Internet has transformed the way we deal with our money
Not so long ago, we were told that the Internet would change our whole lives. Almost: we now spend what seems like most of our lives staring at screens big and small. We all know the news simultaneously. We can e-mail each other about how awful things are. We blog. We tweet. We twitter. We Digg. We IM. We are Linkedin and we log out. It's a miracle that anything gets done.
Most of that is froth. More importantly, the Internet has changed money. In a number of ways, money is a different commodity today from the one it was a dozen years ago. The Internet has certainly changed retail banking; the news that current accounts are to be phased out by 2018 underlines the change.
The demise of the old ways has been hastened by online banking. Widely embraced in Bermuda and everywhere else it is available, online banking and ATM machines mean that no one need stand in line any more for most transactions. Online has replaced in line.
The ability to transfer money online to and from one's accounts anywhere at any time was made available first to corporations, but now anyone can have that service. It has attracted some 60 percent of the British retail market. I don't have the figures for Bermuda, but I'd put it somewhere near half. Paying bills was never easier technologically, just as finding the money to pay them has never been harder. Dealing in stocks was once the preserve of the stockbroker. Now individuals and companies are able to trade securities online. In Britain, 90 percent of share transactions are now carried out online, although I can't decide what that figure means.

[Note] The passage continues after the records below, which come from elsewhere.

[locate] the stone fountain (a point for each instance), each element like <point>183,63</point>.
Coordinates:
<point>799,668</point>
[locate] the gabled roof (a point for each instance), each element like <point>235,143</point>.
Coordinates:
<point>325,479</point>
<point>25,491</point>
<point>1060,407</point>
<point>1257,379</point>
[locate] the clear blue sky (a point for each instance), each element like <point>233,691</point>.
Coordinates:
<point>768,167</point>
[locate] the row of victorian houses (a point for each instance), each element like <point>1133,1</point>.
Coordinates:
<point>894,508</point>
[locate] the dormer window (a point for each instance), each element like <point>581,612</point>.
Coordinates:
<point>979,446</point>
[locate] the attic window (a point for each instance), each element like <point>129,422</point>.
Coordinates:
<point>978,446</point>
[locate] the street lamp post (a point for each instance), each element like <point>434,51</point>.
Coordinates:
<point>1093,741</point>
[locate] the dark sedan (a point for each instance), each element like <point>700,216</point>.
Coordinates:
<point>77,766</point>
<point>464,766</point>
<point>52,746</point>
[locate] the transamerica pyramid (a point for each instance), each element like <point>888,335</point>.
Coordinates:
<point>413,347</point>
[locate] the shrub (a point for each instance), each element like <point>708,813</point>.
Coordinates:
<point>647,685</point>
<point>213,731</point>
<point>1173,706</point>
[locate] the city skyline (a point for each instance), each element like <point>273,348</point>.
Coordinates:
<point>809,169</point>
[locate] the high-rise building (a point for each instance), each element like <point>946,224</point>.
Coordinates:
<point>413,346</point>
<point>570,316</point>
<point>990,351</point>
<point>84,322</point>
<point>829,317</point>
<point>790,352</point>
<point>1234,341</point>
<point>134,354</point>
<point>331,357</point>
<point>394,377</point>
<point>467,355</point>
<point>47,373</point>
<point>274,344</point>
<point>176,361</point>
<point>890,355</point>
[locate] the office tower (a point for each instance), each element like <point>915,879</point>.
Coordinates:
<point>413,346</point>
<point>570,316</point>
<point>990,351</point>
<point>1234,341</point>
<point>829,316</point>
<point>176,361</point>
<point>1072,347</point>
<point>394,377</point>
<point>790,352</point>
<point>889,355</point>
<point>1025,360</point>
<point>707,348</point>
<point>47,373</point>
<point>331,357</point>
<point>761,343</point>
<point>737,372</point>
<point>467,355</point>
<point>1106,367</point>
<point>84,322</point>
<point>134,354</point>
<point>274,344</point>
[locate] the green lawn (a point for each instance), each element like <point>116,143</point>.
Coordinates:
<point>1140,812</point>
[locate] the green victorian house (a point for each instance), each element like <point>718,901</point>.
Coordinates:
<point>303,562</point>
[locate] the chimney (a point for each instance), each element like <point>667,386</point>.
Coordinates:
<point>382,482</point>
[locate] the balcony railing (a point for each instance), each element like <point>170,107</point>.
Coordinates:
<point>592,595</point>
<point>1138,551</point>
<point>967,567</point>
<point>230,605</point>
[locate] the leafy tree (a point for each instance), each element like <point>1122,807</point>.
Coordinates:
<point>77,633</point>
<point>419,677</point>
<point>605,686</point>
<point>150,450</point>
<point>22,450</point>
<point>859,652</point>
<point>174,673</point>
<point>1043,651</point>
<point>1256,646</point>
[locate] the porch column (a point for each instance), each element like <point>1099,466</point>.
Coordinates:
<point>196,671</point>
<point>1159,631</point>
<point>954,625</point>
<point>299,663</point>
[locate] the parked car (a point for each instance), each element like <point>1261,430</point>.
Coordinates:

Ultimately, all transactions are carried out online, either in part or in their entirety. The web has changed the way we shop. It affords the widest possible range of choices, and enables price comparison. Just about anything for sale anywhere in the world can be delivered to you with a few mouse clicks. You can usually tell just what you're buying and dictate when and where it is delivered, if you have the necessary resources.
E-Bay and other auction sites I've never heard of have created a greatly more efficient second-hand market for stuff you didn't know you wanted, but now feel you must have. The auction process is exhilarating and it is possible to find precious things among a community that seems more honest than the general one in which we all live. (I may just have had good luck.)
People are rushing home to go online at certain hours to book particular seats on aircraft that have more leg room than other seats. Other people buy their music online and wouldn't know a stylus if it scratched them on the schnozz. Online gambling means that whatever happens in Las Vegas, you'll never know about it, because you're on the couch in your smalls hoping to make a killing on a poker website.
In poorer economies than Bermuda's, electronic coupons are all the rage as a means of saving money. Before going shopping, one prints off savings vouchers from the relevant websites, reducing the cost of purchases. There was something infra-dig about this practice when the coupons were delivered in newspapers, but apparently hip young things are busy printing out vouchers and saving $1 here and 39 cents there. Pretty soon, it adds up, to $1.39.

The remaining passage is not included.